The present study also examined the accuracy of clinician-rated clock drawing test in differentiating among cognitively normal, mild cognitive impairment, and Alzheimer’s disease diagnostic categories. Despite the substantial37
overall agreement between raters, the results demonstrate that the accuracy with which qualitative ratings can differentiate diagnostic group membership was less robust. Although Alzheimer’s disease patients and comparison subjects could be differentiated with a relatively high degree of accuracy, the ratings were considerably less useful when making the distinction between a diagnosis of mild cognitive impairment and comparison (less sensitive) or Alzheimer’s disease and mild cognitive impairment (less specific). Therefore, while the clock drawing test may be a good screening instrument for Alzheimer’s disease, it may not be a sensitive instrument for screening mild cognitive impairment, especially if clinicians use a dichotomous rating. When screening for mild cognitive impairment, the presence of an abnormal clock drawing test in isolation (based on subjective clinician rating) may result in a large number of false positive or false negative errors. For the mild cognitive impairment diagnosis, the sensitivity and specificity was somewhat improved by using a subjective ordinal rating scale with three or more cutoff points as compared to the dichotomous scale. We therefore suggest using a 3-point subjective ordinal clock drawing test rating scale such as “normal,” “suspicious,” and “impaired” to improve the mild cognitive impairment diagnosis rather than the existing dichotomous system.
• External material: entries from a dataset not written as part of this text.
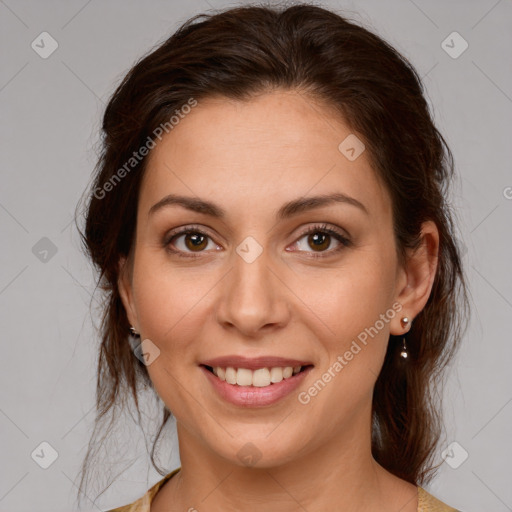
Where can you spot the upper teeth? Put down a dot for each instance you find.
(259, 378)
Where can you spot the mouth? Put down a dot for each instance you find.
(258, 378)
(259, 387)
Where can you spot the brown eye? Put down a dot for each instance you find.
(195, 241)
(187, 242)
(320, 238)
(319, 241)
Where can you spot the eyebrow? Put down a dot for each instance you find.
(286, 211)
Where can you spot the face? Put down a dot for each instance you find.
(262, 279)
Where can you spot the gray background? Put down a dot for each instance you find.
(50, 121)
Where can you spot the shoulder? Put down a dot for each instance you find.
(143, 504)
(429, 503)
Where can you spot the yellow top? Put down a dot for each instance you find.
(426, 502)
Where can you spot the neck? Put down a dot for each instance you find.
(342, 472)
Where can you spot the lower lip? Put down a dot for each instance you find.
(252, 396)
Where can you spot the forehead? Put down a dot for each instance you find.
(276, 147)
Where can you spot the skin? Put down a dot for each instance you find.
(250, 158)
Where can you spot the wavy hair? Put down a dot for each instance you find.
(236, 54)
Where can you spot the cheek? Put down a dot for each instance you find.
(167, 297)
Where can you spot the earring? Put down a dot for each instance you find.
(405, 322)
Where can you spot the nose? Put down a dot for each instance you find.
(253, 298)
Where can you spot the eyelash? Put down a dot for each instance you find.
(319, 228)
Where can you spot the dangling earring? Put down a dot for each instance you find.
(405, 322)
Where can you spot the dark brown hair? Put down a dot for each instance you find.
(249, 50)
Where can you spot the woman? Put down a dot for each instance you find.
(269, 218)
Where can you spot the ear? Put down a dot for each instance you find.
(124, 284)
(416, 278)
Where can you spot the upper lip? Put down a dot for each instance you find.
(253, 363)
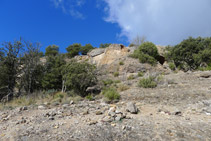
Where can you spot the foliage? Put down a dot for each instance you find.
(111, 94)
(73, 50)
(52, 50)
(121, 63)
(132, 45)
(191, 53)
(146, 53)
(89, 97)
(138, 40)
(131, 77)
(32, 70)
(140, 74)
(105, 45)
(80, 76)
(10, 64)
(148, 82)
(122, 87)
(172, 66)
(85, 49)
(53, 73)
(108, 82)
(116, 74)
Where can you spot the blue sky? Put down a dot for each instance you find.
(41, 21)
(64, 22)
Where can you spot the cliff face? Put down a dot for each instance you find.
(109, 55)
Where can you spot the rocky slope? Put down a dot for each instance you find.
(179, 108)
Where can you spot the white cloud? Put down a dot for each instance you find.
(161, 21)
(70, 7)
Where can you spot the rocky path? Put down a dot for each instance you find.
(178, 109)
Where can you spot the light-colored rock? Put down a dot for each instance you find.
(41, 107)
(96, 52)
(131, 107)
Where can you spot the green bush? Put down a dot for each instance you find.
(111, 94)
(132, 45)
(108, 82)
(191, 53)
(89, 97)
(172, 66)
(131, 77)
(121, 63)
(123, 87)
(148, 82)
(79, 76)
(146, 53)
(116, 74)
(140, 74)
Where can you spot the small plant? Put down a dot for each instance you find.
(140, 74)
(111, 94)
(116, 74)
(123, 88)
(148, 82)
(117, 81)
(208, 68)
(108, 82)
(172, 66)
(132, 45)
(121, 63)
(89, 97)
(131, 77)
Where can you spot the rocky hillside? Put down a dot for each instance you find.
(179, 108)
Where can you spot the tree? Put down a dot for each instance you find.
(53, 73)
(11, 64)
(105, 45)
(138, 40)
(73, 50)
(80, 76)
(147, 53)
(52, 50)
(190, 53)
(85, 49)
(32, 69)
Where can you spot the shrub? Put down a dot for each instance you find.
(140, 74)
(116, 74)
(132, 45)
(131, 77)
(108, 82)
(122, 87)
(79, 76)
(117, 81)
(146, 53)
(190, 53)
(89, 97)
(148, 82)
(121, 63)
(172, 66)
(111, 94)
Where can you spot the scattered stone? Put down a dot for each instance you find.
(41, 107)
(131, 107)
(205, 74)
(23, 108)
(178, 113)
(99, 113)
(108, 119)
(86, 112)
(71, 102)
(51, 118)
(92, 122)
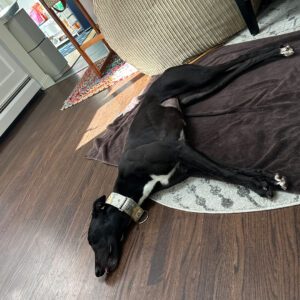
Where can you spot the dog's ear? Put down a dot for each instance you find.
(99, 205)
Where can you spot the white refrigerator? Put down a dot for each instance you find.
(37, 45)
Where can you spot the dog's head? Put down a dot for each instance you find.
(105, 235)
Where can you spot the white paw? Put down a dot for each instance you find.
(281, 181)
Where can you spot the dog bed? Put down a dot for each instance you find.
(254, 122)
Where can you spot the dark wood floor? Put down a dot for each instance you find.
(46, 191)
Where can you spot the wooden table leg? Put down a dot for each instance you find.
(246, 9)
(87, 16)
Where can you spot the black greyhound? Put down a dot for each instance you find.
(157, 156)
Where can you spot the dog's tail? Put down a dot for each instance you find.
(233, 69)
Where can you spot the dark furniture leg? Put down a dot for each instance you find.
(246, 9)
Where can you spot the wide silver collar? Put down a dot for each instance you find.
(126, 205)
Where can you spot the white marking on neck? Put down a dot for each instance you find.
(149, 186)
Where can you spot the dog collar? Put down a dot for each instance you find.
(126, 205)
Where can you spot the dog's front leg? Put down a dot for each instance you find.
(201, 165)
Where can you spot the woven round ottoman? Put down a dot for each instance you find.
(154, 35)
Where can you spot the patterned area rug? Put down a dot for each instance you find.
(90, 84)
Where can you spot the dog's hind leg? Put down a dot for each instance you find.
(201, 165)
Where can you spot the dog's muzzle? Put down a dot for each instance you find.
(128, 206)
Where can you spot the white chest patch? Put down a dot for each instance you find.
(149, 186)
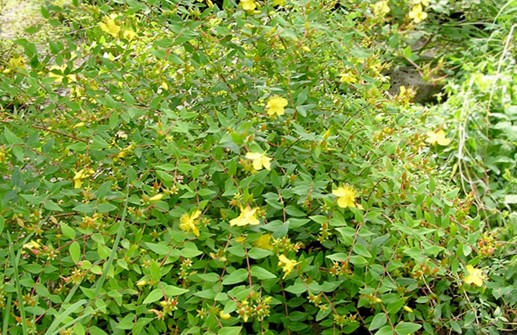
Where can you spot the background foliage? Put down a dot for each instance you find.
(135, 162)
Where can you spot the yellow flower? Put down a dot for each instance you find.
(405, 95)
(110, 26)
(248, 217)
(224, 316)
(417, 14)
(347, 78)
(381, 8)
(408, 309)
(422, 2)
(32, 245)
(259, 160)
(286, 264)
(80, 175)
(264, 242)
(434, 137)
(15, 63)
(248, 5)
(346, 195)
(474, 276)
(275, 105)
(157, 197)
(190, 222)
(129, 34)
(59, 77)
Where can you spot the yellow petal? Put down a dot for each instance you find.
(157, 197)
(253, 155)
(339, 192)
(266, 162)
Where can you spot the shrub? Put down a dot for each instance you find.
(238, 171)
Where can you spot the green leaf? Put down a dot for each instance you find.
(258, 253)
(235, 277)
(386, 330)
(297, 288)
(33, 199)
(11, 137)
(84, 208)
(67, 231)
(229, 331)
(153, 296)
(75, 251)
(510, 199)
(159, 248)
(361, 250)
(358, 261)
(190, 250)
(105, 207)
(172, 291)
(339, 257)
(407, 328)
(52, 206)
(261, 273)
(378, 321)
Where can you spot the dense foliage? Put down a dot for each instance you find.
(177, 168)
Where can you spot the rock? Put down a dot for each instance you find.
(409, 77)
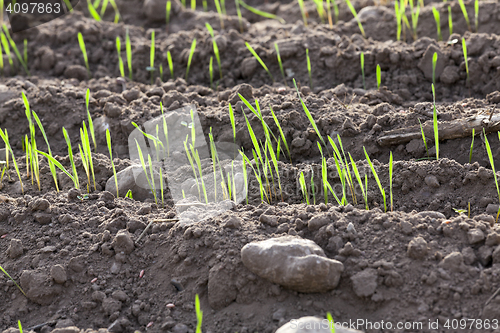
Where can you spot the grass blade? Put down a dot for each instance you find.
(191, 52)
(374, 172)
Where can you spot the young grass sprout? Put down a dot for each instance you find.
(434, 62)
(476, 14)
(190, 58)
(450, 20)
(464, 11)
(215, 47)
(303, 11)
(309, 68)
(280, 63)
(379, 77)
(434, 122)
(362, 60)
(128, 50)
(464, 47)
(471, 145)
(84, 52)
(382, 191)
(120, 60)
(108, 140)
(353, 11)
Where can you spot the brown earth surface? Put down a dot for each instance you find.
(88, 262)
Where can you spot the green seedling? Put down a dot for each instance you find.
(362, 60)
(6, 47)
(1, 58)
(364, 191)
(492, 163)
(91, 123)
(415, 12)
(476, 14)
(374, 172)
(434, 122)
(308, 114)
(313, 190)
(223, 5)
(7, 274)
(219, 11)
(215, 47)
(165, 130)
(309, 68)
(464, 11)
(168, 9)
(51, 165)
(199, 314)
(191, 52)
(5, 138)
(25, 49)
(128, 50)
(329, 14)
(398, 15)
(120, 60)
(391, 165)
(282, 134)
(303, 187)
(303, 11)
(233, 122)
(250, 48)
(434, 62)
(464, 47)
(108, 140)
(34, 161)
(57, 164)
(437, 18)
(261, 13)
(211, 72)
(92, 11)
(320, 10)
(353, 11)
(280, 63)
(86, 155)
(238, 12)
(450, 20)
(423, 137)
(74, 177)
(151, 67)
(471, 145)
(379, 77)
(14, 48)
(84, 52)
(170, 64)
The clinicians who served as raters for the current study are specialists in diagnosing dementia, and work in a tertiary care clinical setting and research center. Therefore, these clinicians may represent a more reliable and diagnostically accurate group than nonspecialists in the community. Their expertise in dementia assessment may limit the extent to which the findings can be generalized to other settings and clinicians. Another limitation is that some clinicians were also members of the consensus team that formulated the original diagnostic impressions for our participant cohort. This overlap raises the possibility that the clinicians may not have been completely blinded to diagnostic group membership for the clocks being reexamined, assuming that the clinicians remembered the clocks that were presented in prior consensus conference meetings. However, this overlap would have only impacted the diagnostic utility statistics and not the interrater reliability, which was the primary focus of the current study. We excluded individuals with dementia other than Alzheimer’s disease, visual impairment and non-English speakers, which may have increased the diagnostic utility statistics while limiting the generalizability of our study.
Although the clock drawing test has many advantages as a screening instrument in the assessment of patients with suspected dementia, it is often used qualitatively, or subjectively, in clinical settings. As such, the reliability of these qualitative ratings between clinicians is brought into question. This is the first study to investigate the concordance among clock drawing test ratings by dementia specialists. The current study results indicate that dementia specialists can reliably rate clock drawing test performance using two different qualitative rating approaches. In contrast, the findings do not support the use of the clock drawing test as a standalone screening instrument, as the classification accuracy statistics presented suggest that in mild cognitive impairment, the clinician ratings may be susceptible to both false positive and false negative errors. However, the clinicians’ ratings had excellent sensitivity and specificity for distinguishing healthy comparison from probable and possible mild Alzheimer’s disease. Future studies should compare the reliability and diagnostic accuracy of qualitative methods to empirically validated quantitative scoring systems.